そして3月18日には「カスタマイズカードサービス」を開始しました。これは、無料のスタンダードプランにおいて、手描きのイラストや言葉を書き込んだ物理カードを発行できるサービスです。もともとプレミアム/メタルの有料プランで利用できたサービスでしたが、スタンダードプランでも手数料700円でカスタマイズ可能となりました。3月18日からは期間限定のカスタマイズカードキャンペーンにより、一定の条件を満たせば実質無料(手数料分をキャッシュバック)でカスタマイズカードが作成可能です。

  • カスタマイズカードのサンプル

    カスタマイズカードサービスでは、手書き文字などをプリントしてカードが発行でき、オリジナリティのあるカードが保有できます

次の戦略として巻口氏は「ジュニア向けサービス」を紹介します。グローバルでは「<18」という名称で、6歳~17歳向けに提供されているサービスです。子供専用の物理・デジタルのカードを発行して決済に利用できます。子供用アカウントで金銭を管理することができ、保護者がおこづかいを送金するなどして残高にチャージして利用します。

こうしたサービスはすでに英国を始めとする欧州や米国/豪州/シンガポールでの提供が行われており、日本でもこれまで提供を計画しつつ実現できていなかったサービスとのことで、今夏にも提供予定とのことです。

また新サービスというわけではありませんが、5月には「一部のクレジットカード・デビットカードでチャージ手数料を撤廃します」と巻口氏。この種の手数料は海外では低額に抑えられており、例えば「英国ではインターチェンジフィーがデビットカードで0.2%、クレジットカードで0.3%」という具合だそうです。それが日本では、業種業態によっても異なりますが2~3%近い数字になっており、Revolutではクレジットカード・デビットカードでのチャージに対して1.7%の手数料が課せられるようになっています。

ただし、これを解消するための取り組みを続けているとのことで、5月には一部のクレジットカード・デビットカードでのチャージ手数料が撤廃されることになったそうです。継続して他のカードにも拡大したい考えですが、それには「時間がかかります」と巻口氏。

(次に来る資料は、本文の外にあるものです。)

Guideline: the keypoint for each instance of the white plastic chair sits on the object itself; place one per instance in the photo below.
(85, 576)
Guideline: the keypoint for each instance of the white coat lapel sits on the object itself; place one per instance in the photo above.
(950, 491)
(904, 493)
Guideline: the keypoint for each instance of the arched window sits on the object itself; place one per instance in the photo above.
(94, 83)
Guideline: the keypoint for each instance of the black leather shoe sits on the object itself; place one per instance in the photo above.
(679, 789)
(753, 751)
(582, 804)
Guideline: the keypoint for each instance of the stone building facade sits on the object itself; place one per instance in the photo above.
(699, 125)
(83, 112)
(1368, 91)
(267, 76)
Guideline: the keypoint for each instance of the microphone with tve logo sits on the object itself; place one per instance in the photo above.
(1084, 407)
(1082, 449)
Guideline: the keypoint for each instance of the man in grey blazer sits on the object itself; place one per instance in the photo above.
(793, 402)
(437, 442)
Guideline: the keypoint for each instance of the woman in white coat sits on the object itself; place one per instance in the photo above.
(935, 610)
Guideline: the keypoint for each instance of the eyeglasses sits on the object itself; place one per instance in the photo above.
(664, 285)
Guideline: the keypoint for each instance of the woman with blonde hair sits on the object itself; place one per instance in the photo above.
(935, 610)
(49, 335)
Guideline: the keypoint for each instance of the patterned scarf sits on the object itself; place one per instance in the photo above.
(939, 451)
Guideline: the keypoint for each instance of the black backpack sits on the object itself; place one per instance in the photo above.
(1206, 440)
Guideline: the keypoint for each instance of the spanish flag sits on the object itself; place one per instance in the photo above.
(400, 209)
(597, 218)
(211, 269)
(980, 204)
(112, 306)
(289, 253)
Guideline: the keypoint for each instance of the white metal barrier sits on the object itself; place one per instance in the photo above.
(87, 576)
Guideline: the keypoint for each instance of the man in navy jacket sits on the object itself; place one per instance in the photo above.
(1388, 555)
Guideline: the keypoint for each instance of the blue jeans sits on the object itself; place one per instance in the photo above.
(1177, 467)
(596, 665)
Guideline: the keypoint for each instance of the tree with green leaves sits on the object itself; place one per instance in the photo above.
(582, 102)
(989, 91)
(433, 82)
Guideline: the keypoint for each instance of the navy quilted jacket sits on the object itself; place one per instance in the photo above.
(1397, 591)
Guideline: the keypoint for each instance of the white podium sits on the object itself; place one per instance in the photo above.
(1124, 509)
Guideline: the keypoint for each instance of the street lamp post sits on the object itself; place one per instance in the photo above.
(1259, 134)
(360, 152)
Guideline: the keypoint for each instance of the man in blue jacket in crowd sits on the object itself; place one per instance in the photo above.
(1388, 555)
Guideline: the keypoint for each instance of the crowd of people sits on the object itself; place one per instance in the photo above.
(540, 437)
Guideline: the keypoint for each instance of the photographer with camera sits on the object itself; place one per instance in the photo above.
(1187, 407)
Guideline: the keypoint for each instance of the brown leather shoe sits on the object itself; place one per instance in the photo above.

  • 現在の手数料に関する規定。入金(チャージ)の際の1.7%の手数料について、「一部」のカードでまずは手数料を撤廃するとのこと。どのカードが対象になるかは後日発表するそうです,現在の手数料規定

夏のタイミングでは、さらに旅行保険のサービスも提供、ショッピング補償保険も提供を開始するそうです。これは有料プランのプレミアムとメタルに付帯する形での提供になるといいます。

同じく初夏には、「みんなの銀行」との連携を強化。更新系APIを使った直接連携に乗り出します。これによって、「みんなの銀行」の口座から、即時で手数料のかからないチャージが簡単にできるようになります。従来通り楽天銀行との連携もありますが、「みんなの銀行」で口座を持っていればより簡単にチャージできます。

他にも寄付サービスを夏をめどに提供する予定とのことで、様々なサービスを提供していく計画のようです。

日本特有の文化を理解し、新サービスを提供

前述の通り、Revolutとしては日本での提供にチャレンジがあります。言語的なチャレンジでいうと、アプリ内に翻訳の誤りが見つかっても、本国との変更対応で時間がかかる場合もあるそうです。

規制当局への対応も必要で、グローバルの機能を日本で提供するのに時間がかかる場合もあるといいます。各国に新サービスを展開するにあたって、日本に向けの開発に半年分のリソースを確保して、多少提供時期が遅れても展開できるよう取り組む方針になったと巻口氏は説明します。。

「本社も日本市場の難しさを理解するのに時間がかかりました」と巻口氏。CEOのニコライ・ストロンスキー氏も、来日した際に日本の商習慣や文化の違いを目の当たりにして、日本向けの対応が必要な点を理解してくれたとのこと。巻口氏はさらに日本向けのサービス提供に注力するとしており、今後も期待できそうです。